The drag coefficient, $\begin{array}{l}C_D\end{array}$ , is related to the nonlinear friction coefficient, $\begin{array}{l}c_f\end{array}$ , by

6)	$\begin{array}{l}\displaystyle \displaystyle c_f = \frac{C_D}{R} \| \boldsymbol{V} \| = \frac{n^2 g}{R^{4/3}} \| \boldsymbol{V} \|\end{array}$

The shear velocity is given by:

7)	$\begin{array}{l}\displaystyle \displaystyle u_* = \sqrt{\tau_b / \rho }\end{array}$

Coriolis Effect

The last term of the momentum equation relates to the Coriolis Effect. It accounts for the fact that the frame of reference of the equation is attached to the Earth, which is rotating around its axis. The vertical component of the Coriolis term is disregarded in agreement with the shallow water assumptions.

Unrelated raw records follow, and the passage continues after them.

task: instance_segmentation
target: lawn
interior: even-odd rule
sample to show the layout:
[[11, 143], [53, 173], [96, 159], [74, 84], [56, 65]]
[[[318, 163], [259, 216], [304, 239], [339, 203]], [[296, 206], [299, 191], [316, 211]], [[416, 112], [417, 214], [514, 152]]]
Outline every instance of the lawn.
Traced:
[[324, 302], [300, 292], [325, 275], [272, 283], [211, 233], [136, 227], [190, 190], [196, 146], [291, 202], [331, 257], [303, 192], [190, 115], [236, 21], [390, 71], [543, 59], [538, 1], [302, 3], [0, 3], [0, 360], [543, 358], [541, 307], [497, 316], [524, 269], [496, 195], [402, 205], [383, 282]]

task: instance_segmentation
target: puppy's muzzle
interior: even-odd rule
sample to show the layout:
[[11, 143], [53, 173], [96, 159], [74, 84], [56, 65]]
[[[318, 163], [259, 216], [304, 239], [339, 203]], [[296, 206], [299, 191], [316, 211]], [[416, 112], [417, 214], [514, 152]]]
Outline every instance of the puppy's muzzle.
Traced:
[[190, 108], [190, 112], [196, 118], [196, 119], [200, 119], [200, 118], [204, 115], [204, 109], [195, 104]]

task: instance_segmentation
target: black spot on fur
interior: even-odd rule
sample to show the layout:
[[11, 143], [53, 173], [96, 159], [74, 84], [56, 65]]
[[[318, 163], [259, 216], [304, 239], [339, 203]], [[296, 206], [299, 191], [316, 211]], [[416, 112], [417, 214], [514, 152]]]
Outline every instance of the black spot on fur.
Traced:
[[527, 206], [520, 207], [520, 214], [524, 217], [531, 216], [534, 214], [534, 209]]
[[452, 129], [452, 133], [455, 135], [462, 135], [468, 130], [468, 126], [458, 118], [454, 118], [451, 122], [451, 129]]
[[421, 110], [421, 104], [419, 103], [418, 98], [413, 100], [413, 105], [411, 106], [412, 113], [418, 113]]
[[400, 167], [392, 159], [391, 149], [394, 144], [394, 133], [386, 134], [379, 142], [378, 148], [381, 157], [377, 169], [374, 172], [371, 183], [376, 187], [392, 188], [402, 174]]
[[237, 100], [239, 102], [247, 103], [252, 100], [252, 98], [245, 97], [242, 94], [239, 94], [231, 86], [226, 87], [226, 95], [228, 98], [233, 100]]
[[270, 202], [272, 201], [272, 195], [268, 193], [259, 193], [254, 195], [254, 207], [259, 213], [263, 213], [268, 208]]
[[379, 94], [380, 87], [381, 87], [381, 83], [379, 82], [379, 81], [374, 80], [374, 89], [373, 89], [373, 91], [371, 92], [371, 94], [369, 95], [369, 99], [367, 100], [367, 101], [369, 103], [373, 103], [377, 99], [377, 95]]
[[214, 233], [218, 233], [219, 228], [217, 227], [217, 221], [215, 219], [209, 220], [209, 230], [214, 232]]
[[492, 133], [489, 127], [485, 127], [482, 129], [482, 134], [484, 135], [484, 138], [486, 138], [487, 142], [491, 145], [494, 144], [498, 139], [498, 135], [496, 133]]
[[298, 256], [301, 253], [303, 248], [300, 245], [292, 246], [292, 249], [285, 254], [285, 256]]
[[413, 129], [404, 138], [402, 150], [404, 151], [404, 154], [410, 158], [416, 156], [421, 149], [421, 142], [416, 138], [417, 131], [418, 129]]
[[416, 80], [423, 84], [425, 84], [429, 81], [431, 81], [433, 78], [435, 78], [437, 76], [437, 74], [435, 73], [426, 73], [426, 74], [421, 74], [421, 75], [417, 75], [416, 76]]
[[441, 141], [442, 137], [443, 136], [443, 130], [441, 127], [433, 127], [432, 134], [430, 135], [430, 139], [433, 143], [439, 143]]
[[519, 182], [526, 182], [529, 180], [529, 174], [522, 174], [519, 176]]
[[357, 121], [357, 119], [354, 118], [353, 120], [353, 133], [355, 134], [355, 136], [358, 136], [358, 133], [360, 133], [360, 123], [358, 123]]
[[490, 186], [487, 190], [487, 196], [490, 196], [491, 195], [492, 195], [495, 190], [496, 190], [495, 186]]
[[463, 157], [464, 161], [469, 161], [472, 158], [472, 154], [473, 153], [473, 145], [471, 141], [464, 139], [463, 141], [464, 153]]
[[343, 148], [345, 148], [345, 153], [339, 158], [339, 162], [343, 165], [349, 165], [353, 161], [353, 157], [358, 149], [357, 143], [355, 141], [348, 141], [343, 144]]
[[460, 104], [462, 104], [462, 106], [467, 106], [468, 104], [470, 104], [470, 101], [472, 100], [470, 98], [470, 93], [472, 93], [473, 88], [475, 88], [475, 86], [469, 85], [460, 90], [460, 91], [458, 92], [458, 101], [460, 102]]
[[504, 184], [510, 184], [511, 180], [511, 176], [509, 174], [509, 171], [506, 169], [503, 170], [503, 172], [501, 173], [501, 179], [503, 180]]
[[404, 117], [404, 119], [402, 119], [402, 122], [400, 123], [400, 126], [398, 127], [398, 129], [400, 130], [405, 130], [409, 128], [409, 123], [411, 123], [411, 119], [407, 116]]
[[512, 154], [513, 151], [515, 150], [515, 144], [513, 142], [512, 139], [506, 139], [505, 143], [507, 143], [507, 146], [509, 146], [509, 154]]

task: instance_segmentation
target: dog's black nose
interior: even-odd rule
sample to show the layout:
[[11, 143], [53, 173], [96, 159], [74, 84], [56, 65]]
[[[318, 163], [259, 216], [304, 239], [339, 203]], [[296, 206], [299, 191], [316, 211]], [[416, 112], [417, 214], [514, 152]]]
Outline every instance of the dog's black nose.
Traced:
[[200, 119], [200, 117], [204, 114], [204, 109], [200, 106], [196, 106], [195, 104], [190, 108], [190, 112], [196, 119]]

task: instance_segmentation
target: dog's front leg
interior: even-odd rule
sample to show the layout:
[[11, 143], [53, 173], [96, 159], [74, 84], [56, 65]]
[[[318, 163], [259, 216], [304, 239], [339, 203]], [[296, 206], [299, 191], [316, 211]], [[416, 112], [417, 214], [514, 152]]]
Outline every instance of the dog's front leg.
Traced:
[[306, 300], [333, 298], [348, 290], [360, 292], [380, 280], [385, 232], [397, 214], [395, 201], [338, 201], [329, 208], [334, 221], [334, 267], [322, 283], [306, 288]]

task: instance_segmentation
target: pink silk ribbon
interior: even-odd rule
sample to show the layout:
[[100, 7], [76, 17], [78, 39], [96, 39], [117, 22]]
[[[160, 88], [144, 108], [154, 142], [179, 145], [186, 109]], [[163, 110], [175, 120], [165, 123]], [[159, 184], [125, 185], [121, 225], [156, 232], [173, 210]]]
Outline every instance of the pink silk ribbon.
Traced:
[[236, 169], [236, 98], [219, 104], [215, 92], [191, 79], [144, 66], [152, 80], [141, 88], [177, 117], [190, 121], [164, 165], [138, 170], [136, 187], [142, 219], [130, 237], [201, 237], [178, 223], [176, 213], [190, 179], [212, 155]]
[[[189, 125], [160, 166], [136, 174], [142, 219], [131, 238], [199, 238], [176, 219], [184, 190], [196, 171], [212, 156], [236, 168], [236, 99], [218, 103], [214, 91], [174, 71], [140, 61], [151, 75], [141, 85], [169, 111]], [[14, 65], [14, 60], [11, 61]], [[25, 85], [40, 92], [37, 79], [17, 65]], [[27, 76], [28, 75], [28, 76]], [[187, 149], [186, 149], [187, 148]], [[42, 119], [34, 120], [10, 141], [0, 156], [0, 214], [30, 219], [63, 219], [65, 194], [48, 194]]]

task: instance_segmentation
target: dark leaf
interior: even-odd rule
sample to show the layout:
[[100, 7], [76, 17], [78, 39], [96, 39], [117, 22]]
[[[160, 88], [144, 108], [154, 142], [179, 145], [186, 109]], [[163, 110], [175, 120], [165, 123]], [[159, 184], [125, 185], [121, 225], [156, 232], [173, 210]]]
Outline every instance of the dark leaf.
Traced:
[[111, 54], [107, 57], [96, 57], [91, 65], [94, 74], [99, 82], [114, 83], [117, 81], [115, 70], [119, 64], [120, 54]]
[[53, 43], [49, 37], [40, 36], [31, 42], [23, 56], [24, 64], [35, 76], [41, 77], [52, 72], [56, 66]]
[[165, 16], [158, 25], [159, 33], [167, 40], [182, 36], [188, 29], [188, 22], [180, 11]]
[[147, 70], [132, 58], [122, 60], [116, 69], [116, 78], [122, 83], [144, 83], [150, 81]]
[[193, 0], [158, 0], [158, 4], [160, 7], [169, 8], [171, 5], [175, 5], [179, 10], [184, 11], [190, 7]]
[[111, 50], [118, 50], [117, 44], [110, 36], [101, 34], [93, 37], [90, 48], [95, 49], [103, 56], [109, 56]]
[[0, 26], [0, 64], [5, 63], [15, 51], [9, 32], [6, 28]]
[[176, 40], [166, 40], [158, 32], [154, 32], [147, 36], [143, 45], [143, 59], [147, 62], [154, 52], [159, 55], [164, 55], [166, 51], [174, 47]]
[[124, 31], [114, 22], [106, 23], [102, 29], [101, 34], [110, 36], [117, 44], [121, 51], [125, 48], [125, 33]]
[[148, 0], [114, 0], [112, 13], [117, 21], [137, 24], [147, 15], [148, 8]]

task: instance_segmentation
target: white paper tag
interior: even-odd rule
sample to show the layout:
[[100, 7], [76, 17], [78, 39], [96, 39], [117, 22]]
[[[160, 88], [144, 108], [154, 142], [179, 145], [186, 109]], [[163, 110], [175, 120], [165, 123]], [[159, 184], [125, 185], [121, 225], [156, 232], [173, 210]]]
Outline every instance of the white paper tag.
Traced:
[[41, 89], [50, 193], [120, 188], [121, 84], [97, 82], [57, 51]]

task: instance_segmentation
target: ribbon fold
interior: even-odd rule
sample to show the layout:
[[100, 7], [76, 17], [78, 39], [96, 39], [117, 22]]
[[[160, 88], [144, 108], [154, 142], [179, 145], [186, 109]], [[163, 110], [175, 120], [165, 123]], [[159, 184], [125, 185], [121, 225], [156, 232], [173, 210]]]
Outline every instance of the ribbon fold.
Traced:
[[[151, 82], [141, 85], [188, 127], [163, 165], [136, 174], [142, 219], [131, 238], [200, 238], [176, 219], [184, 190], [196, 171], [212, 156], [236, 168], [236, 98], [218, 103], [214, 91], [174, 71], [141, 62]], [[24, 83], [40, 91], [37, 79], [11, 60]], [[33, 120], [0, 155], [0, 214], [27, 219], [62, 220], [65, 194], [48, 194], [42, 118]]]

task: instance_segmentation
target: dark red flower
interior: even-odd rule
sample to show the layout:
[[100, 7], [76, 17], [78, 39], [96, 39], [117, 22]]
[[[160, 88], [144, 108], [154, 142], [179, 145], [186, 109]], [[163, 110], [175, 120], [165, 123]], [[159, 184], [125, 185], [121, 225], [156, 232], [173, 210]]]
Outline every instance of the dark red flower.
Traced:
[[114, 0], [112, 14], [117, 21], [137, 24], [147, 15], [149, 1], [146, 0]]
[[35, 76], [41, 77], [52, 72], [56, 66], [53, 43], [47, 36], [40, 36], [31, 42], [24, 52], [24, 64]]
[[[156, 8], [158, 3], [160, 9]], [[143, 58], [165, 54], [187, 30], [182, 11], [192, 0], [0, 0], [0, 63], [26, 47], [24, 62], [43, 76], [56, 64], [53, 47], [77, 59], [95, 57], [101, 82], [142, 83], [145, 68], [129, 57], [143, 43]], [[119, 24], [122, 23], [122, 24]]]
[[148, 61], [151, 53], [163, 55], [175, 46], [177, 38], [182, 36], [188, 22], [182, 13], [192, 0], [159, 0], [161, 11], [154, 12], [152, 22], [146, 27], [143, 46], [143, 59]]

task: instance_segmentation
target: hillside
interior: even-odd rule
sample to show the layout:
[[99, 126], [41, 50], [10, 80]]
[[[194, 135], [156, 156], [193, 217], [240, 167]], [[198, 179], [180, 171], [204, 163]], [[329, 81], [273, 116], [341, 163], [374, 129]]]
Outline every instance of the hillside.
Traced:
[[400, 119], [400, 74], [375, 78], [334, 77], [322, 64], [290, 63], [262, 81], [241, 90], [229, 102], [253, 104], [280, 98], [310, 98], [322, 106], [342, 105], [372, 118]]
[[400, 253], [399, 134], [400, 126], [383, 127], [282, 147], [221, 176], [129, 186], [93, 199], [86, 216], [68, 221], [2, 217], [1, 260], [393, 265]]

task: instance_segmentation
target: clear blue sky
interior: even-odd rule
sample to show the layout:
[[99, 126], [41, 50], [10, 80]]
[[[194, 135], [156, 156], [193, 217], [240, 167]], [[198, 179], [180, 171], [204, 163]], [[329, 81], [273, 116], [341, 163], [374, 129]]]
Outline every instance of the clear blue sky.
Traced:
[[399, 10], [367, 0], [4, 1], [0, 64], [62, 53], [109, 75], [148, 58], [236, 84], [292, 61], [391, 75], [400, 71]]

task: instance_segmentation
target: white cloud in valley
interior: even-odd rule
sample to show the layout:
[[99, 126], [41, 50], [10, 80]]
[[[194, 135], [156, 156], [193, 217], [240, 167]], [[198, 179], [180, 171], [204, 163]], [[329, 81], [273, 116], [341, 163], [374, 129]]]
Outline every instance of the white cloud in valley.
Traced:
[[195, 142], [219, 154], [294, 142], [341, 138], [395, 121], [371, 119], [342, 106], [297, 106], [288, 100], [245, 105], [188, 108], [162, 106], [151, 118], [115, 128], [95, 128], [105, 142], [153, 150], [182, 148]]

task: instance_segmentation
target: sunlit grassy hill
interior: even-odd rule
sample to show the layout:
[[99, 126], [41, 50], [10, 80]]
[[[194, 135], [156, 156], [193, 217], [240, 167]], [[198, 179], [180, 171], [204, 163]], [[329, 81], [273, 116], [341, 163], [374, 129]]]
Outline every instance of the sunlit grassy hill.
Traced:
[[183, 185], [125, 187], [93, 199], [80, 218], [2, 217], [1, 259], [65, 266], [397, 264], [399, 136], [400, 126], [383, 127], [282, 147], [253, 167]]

The apparent horizontal force felt by any object in the rotating frame is proportional to the Coriolis parameter given by:

8)	$\begin{array}{l}\displaystyle \displaystyle f_c = 2 \omega \text{sin} \varphi\end{array}$

where $\begin{array}{l}\omega\end{array}$ = 0.00007292115855306587 1/s is the sidereal angular velocity of the Earth and $\begin{array}{l}\varphi\end{array}$ is the latitude.

Flow Drag

The linear and quadratic flow drag coefficients are designed to be generic and flexible so that they can be used to represent different processes such as flow drag through porous media or flow drag from larger flow obstructions such as vegetation, buildings, etc.